February 1st, 2011 at 7:12 pm
Are you sure?
$ egrep '(.)\1(.)\2$' /usr/share/dict/words
Karroo
Tallahassee
Tennessee
addressee
coffee
committee
fricassee
lessee
settee
subcommittee
tattoo
toffee
yippee
October 15th, 2011 at 6:22 am
Has anyone ever attempted the frequency method? Could work, am in the process of doing so; on a side note, I took into observation that the first page contains numbering which outnumbers the Declaration, however, the Constitution, which is another widely public document(which is just what a coder would want for the intended person to solve). The Constitution fits the number of words available, but so does the Farewell document. Although, my theories do revolve around historical documents, it could also be that the location was only to be deciphered using something only he and his best friend, Robert Morrison, would know.
October 21st, 2011 at 9:46 am
Could a similar method underlying the doubling and tripling seen in the Voynich ms., does anyone think?
Non-cipher person’s question here.
October 21st, 2011 at 10:26 am
Diane: I’m pretty sure that the Beale Papers and the Voynich Manuscript use very different kinds of cryptography: there are far more differences than similarities.
January 28th, 2012 at 9:18 pm
On my website http://www.BealeTreasureStory.com, you will find a discussion of the letter strings in the decipherment of B1 using the key to B2. Arguments are given that the letter strings are a stronger indication that the treasure story is true than false.
January 28th, 2012 at 9:28 pm
Why don’t you use a simulation rather than doing probability calculations? Mix the cipher 10,000 times. Make a count of letters strings at each iteration, plot these, and then compare this distribution to what you find in B1 decoded with key to B2.
I don’t see this as a paradox. It is simply information that one doesn’t understand until it is understood.
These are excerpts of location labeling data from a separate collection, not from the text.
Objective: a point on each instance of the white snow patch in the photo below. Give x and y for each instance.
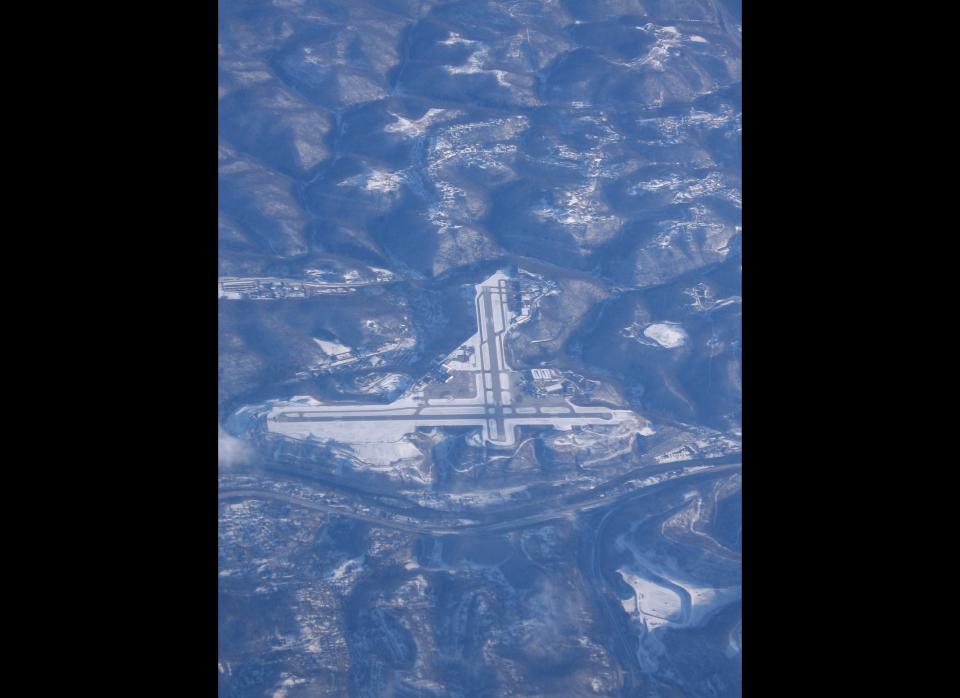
(331, 348)
(667, 334)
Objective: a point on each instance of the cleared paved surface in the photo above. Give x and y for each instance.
(495, 406)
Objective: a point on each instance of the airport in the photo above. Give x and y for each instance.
(482, 391)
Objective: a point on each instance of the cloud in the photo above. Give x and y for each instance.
(231, 451)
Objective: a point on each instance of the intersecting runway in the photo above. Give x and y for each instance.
(496, 405)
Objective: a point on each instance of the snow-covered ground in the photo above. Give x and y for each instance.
(669, 335)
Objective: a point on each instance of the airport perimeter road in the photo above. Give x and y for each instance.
(599, 499)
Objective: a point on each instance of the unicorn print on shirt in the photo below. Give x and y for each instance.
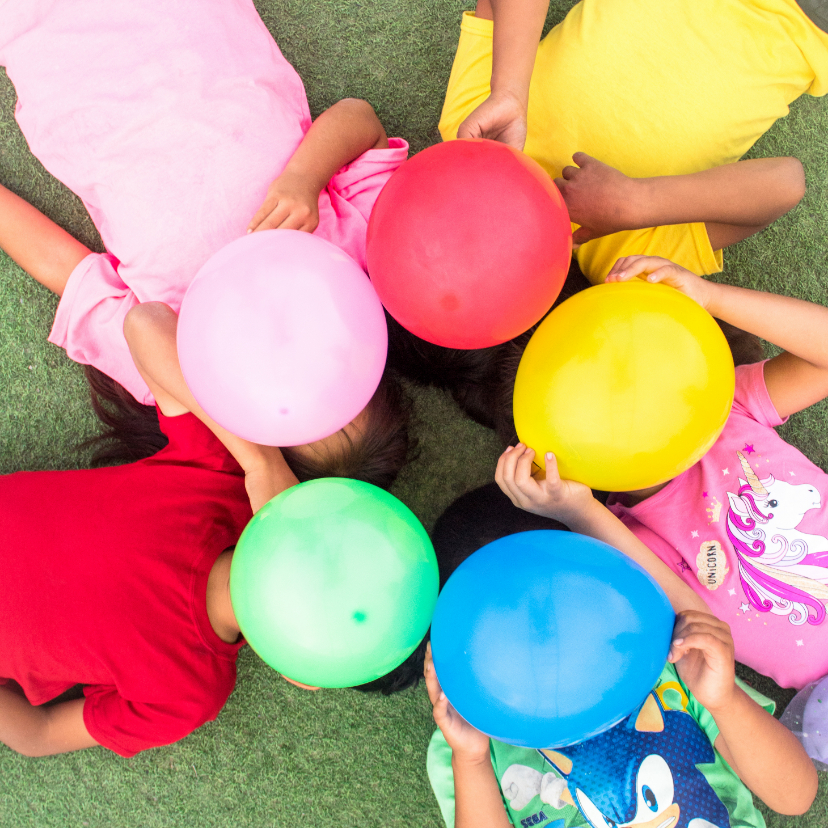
(782, 570)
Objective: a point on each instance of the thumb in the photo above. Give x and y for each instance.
(553, 476)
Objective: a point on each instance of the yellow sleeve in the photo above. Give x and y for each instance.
(471, 74)
(685, 244)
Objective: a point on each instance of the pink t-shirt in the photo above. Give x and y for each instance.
(169, 120)
(747, 528)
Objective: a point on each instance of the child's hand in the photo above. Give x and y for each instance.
(267, 478)
(703, 652)
(545, 495)
(655, 269)
(599, 198)
(466, 742)
(501, 117)
(291, 204)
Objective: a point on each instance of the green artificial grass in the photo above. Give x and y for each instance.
(278, 756)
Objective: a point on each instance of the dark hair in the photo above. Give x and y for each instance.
(132, 433)
(482, 382)
(473, 377)
(384, 447)
(473, 520)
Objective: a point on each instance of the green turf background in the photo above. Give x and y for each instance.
(278, 756)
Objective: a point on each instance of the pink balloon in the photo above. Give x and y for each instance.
(281, 338)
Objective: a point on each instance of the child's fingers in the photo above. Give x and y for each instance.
(432, 682)
(261, 214)
(553, 476)
(618, 272)
(523, 470)
(507, 473)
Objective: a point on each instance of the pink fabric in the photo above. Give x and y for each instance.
(169, 120)
(755, 549)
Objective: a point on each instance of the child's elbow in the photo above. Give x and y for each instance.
(799, 800)
(793, 183)
(145, 318)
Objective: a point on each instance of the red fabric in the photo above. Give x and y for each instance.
(104, 578)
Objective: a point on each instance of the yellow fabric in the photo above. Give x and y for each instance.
(653, 87)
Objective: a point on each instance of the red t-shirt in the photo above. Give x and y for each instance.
(104, 579)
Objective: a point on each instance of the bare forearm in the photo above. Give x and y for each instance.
(766, 756)
(518, 25)
(751, 193)
(150, 330)
(477, 796)
(44, 250)
(795, 325)
(338, 136)
(599, 523)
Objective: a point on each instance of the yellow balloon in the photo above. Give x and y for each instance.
(629, 384)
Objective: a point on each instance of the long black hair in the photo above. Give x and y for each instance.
(131, 432)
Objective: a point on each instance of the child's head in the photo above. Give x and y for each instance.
(373, 448)
(482, 381)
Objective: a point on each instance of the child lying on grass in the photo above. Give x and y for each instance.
(671, 93)
(118, 578)
(689, 756)
(181, 126)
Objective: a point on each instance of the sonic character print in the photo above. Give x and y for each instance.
(642, 772)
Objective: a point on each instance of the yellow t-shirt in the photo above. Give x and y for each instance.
(652, 87)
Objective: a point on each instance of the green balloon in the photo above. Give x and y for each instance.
(334, 582)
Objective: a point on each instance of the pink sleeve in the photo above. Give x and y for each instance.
(128, 727)
(752, 398)
(89, 323)
(361, 181)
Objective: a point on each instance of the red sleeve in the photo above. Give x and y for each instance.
(128, 727)
(751, 397)
(193, 444)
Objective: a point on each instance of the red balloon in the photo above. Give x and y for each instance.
(469, 243)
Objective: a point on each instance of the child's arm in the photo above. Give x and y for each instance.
(573, 504)
(734, 201)
(41, 730)
(517, 29)
(150, 330)
(796, 378)
(338, 136)
(767, 757)
(477, 799)
(44, 250)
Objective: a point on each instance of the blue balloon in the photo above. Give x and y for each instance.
(543, 639)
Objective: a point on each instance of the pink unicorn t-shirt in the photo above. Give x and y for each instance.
(747, 528)
(169, 120)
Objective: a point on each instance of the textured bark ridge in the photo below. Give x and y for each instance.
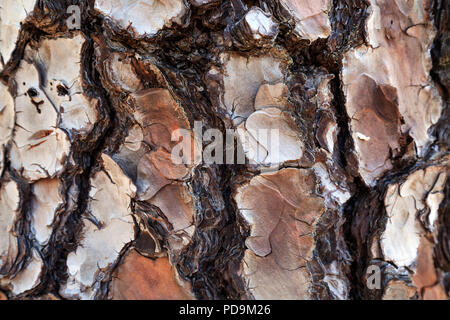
(97, 96)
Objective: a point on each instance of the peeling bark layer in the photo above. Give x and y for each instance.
(135, 161)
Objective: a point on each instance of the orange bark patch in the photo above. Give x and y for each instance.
(140, 278)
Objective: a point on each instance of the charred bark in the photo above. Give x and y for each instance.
(350, 202)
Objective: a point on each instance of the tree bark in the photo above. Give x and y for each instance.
(350, 201)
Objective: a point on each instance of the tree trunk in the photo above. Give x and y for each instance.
(207, 149)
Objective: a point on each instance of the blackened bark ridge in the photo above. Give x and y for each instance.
(190, 59)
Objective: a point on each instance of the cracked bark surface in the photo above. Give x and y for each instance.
(93, 206)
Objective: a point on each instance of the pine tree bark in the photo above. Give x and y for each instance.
(353, 203)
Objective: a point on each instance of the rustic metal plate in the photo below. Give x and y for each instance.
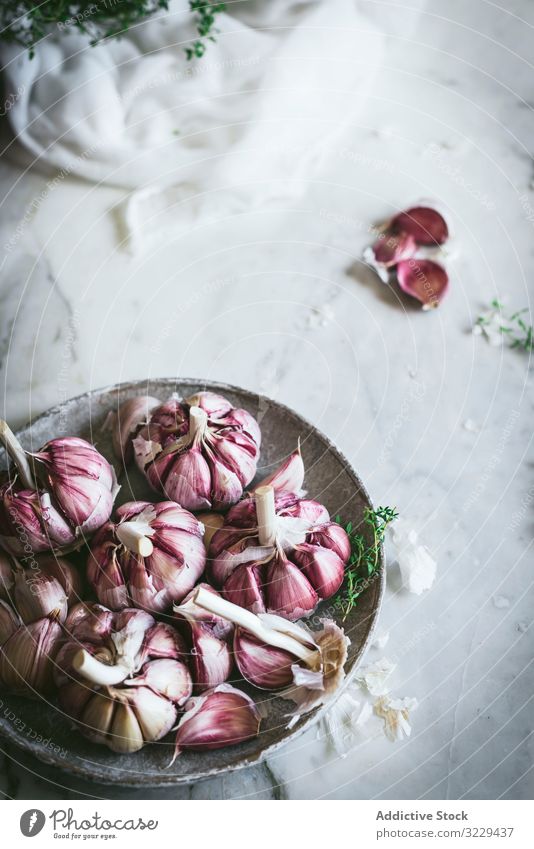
(43, 730)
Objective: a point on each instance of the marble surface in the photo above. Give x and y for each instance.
(278, 302)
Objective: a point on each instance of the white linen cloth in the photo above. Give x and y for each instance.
(248, 123)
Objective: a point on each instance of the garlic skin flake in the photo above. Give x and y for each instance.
(200, 452)
(344, 721)
(374, 677)
(151, 556)
(59, 495)
(121, 677)
(396, 716)
(416, 564)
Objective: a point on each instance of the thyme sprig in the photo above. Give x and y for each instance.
(364, 560)
(496, 326)
(26, 22)
(205, 22)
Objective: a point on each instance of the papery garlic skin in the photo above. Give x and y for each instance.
(221, 717)
(299, 562)
(151, 556)
(207, 637)
(38, 595)
(59, 496)
(27, 658)
(44, 589)
(142, 661)
(9, 622)
(200, 452)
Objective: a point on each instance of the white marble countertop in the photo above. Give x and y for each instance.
(450, 117)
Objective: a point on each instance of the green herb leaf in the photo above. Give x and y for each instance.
(363, 562)
(26, 22)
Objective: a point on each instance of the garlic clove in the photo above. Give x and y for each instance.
(289, 476)
(313, 688)
(247, 424)
(156, 715)
(6, 576)
(188, 610)
(332, 536)
(222, 717)
(213, 404)
(235, 456)
(263, 666)
(33, 515)
(163, 641)
(426, 225)
(393, 245)
(73, 695)
(226, 486)
(27, 658)
(37, 594)
(243, 587)
(210, 658)
(105, 574)
(9, 622)
(287, 591)
(132, 414)
(189, 480)
(423, 279)
(166, 677)
(323, 568)
(97, 717)
(90, 622)
(125, 735)
(305, 509)
(211, 523)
January 28th, 2012 at 10:01 pm
Stephen: for me, the Gillogly strings in B1 have always indicated the presence of cryptographic signal rather than noise, so I haven’t really needed any persuading.
January 31st, 2012 at 7:55 pm
Nick:
I don’t think the stings are a cryptographic signal. I accept the story at face value: Beale created three ciphers and Mr. Morriss was supposed to decipher them using the ciphers in a straightforward way. Beale wasn’t expecting Morriss to decode #1 with the key to #2 in order to learn something needed to decipher something else. That is nonsense. Beale put the strings there for a purpose, but it was for his purpose not Morriss’ purpose.
It’s not a cryptographic signal.
February 2nd, 2012 at 1:53 pm
Stephen: Jim Gillogly came to much the same conclusion as you, but I have to say I disagree with both of you – to my eyes, the sequence is just too implausible to be either statistically coincidental or planned. But that’s ok – opinions are meant to differ!